I’m a pretty big fan of myself. If a Stephen Altrogge fan club existed, I would be the first to join. And the truth is, I want others to be big fans as well. I want people to associate my name with great songs, great preaching, great blogs, and great books. When people hear me preach I want them to come away saying, “Never since the days of Charles Spurgeon have we heard someone preach with such authority!” I want my name to be mixed in with words like “incredible”, “life-changing”, and “steals your breath away”. Why? Because I’m really proud and want people to worship me instead of God.
Can you relate? Maybe it’s not books or blogs, but computers or basketball. You don’t want people to think you’re a great preacher, but you would love for them to think you’re an incredible project manager. Or mom. Or intelligent college student. Or great elementary school teacher. You get the point.

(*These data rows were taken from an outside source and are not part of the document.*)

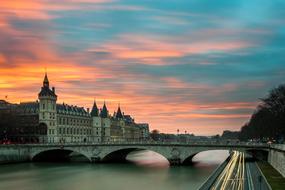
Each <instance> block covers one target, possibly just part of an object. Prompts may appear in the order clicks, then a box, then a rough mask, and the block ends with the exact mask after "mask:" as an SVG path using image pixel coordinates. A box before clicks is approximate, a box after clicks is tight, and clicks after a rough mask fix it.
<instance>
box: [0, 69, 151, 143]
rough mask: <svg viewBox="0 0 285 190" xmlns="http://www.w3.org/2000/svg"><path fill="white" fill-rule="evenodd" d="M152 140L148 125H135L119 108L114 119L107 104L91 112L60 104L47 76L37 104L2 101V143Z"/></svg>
mask: <svg viewBox="0 0 285 190" xmlns="http://www.w3.org/2000/svg"><path fill="white" fill-rule="evenodd" d="M148 137H149V126H148V124H136V123H135V121H134V119H133V118H132V117H131V116H130V115H124V113H123V112H122V111H121V108H120V106H118V110H117V112H115V113H114V115H113V116H111V115H110V114H109V111H108V109H107V106H106V103H105V102H104V105H103V108H102V109H98V107H97V104H96V102H95V101H94V104H93V107H92V110H91V112H90V113H89V110H85V109H84V108H83V107H78V106H73V105H68V104H65V103H63V104H58V103H57V95H56V91H55V88H54V87H52V88H50V85H49V80H48V77H47V74H45V77H44V81H43V86H42V87H41V90H40V92H39V94H38V100H37V101H35V102H25V103H20V104H11V103H8V102H6V101H4V100H0V141H11V142H25V143H45V142H50V143H54V142H60V143H65V142H69V143H70V142H106V141H129V140H143V139H147V138H148Z"/></svg>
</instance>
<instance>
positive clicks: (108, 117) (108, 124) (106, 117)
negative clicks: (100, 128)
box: [100, 101, 111, 141]
mask: <svg viewBox="0 0 285 190" xmlns="http://www.w3.org/2000/svg"><path fill="white" fill-rule="evenodd" d="M100 117H101V122H102V123H101V127H102V133H101V134H102V140H103V141H110V128H111V119H110V117H109V112H108V109H107V106H106V102H105V101H104V105H103V108H102V110H101V112H100Z"/></svg>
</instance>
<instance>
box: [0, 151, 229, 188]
mask: <svg viewBox="0 0 285 190" xmlns="http://www.w3.org/2000/svg"><path fill="white" fill-rule="evenodd" d="M227 156H228V153H227V151H209V152H203V153H199V154H198V155H196V156H195V157H194V161H195V164H194V165H191V166H174V167H169V166H168V163H167V161H166V160H165V159H164V158H162V157H160V156H159V155H157V154H156V153H154V152H149V151H144V152H135V153H132V154H130V155H128V160H130V161H133V162H134V164H90V163H78V162H76V163H75V162H69V163H21V164H8V165H0V190H92V189H94V190H186V189H187V190H192V189H193V190H195V189H198V188H199V186H200V185H201V184H202V183H203V182H204V181H205V180H206V179H207V178H208V177H209V176H210V174H211V172H213V170H214V169H215V168H216V167H217V166H218V165H219V164H220V163H221V162H222V161H224V160H225V158H226V157H227Z"/></svg>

When I see my pride it makes me sick. I want to have the attitude of Charles Spurgeon. Listen to these words from his autobiography:
While I was on the lower ground, riding in a hansom cab, I saw a light before me, and when I came near the hill, I marked that light gradually go up the hill, leaving a train of stars behind it. This line of new-born stars remained in the form of one lamp, and then another, and another. It reached from the foot of the hill to its summit. I did not see the lamplighter. I do not know his name, nor his age, nor his residence; but I saw the lights which he had kindled, and these remained when he himself had gone his way. As I rode along, I thought to myself, ‘How earnestly do I wish that my life may be spent in lighting one soul after another with the sacred flame of eternal life! I would myself be as much as possible unseen while at my work, and would vanish into eternal brilliance above when my work is done’
O let that be my attitude! That I might seek to serve God without any thought of personal glory. That I might set people aflame with love for God without ever being seen myself. That the glory of God would be my one, consuming obsession. I’m not there yet, but I want to be.
Lord humble me! You must increase, I must decrease.